With the following performance metrics using a batch size of 1 with an input size of 320x320x1.
ONNX float32 Intel Iris Xe iGPU: ~50FPS
uint8 HEF Hailo8L: ~35FPS
I checked the PCIE throughput and got ~13,000Mbit/s
It surprises me the Hailo8L is slower running a quantized uint8 model than the iGPU is running a float32 ONNX model.
It seems odd to me a dedicated AI accelerator is slower than an old iGPU, especially since the Hailo8L is running an uint8 quantized model and the iGPU is running a full precision float32 model.

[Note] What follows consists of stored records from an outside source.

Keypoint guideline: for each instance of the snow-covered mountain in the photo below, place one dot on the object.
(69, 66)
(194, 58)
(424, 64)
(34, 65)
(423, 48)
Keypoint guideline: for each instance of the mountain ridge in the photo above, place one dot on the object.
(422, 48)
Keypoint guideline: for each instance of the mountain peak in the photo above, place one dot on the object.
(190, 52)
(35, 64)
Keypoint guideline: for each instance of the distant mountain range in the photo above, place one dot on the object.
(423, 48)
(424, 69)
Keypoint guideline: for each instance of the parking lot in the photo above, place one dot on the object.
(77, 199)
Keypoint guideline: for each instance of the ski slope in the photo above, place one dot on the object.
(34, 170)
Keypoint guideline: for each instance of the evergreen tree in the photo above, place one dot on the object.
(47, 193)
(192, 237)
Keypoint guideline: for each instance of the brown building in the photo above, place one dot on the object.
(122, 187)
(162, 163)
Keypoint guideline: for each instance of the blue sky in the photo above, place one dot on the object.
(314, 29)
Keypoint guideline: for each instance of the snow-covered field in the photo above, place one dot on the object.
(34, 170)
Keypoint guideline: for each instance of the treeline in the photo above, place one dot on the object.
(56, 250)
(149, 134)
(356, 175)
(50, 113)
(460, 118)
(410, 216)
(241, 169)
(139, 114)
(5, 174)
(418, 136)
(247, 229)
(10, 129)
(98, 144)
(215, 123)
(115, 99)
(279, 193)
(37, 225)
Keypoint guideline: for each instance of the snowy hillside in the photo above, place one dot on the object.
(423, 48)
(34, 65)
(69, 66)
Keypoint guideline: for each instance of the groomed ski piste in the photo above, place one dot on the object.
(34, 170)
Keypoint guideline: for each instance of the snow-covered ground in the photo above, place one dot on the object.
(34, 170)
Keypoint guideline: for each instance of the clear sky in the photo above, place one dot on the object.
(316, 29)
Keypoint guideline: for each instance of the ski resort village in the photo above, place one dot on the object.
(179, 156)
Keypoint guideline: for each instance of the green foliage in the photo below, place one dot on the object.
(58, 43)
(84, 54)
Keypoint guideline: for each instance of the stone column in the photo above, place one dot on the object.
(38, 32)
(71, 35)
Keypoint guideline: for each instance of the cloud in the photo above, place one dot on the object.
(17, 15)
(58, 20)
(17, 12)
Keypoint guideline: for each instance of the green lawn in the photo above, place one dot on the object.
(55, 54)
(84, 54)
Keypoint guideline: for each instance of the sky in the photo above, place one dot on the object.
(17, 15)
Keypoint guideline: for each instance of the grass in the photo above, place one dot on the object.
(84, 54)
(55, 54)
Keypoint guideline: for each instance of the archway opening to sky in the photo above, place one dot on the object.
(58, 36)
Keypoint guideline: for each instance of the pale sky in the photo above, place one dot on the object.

The model does not fit into a single Hailo-8L and is therefore divided into multiple contexts. Run the following command to confirm:
hailortcli parse-hef model.hef
With multi context models you can increase the throughput at the cost of latency by running batches of images. That will reduce the context switching overhead. e.g.,
hailortcli run model.hef --batch-size 2
hailortcli run model.hef --batch-size 4
hailortcli run model.hef --batch-size 8
The number of contexts is based on the three resources (compute, memory and control) we have on the Hailo device.
You can find this information at the end of the compiler output and the profiler report.
The compiler will try this per default. However with the Performance Mode the compiler will try harder. This will require significant longer time to complete. Please check the Hailo Dataflow Compiler User Guide performance_param.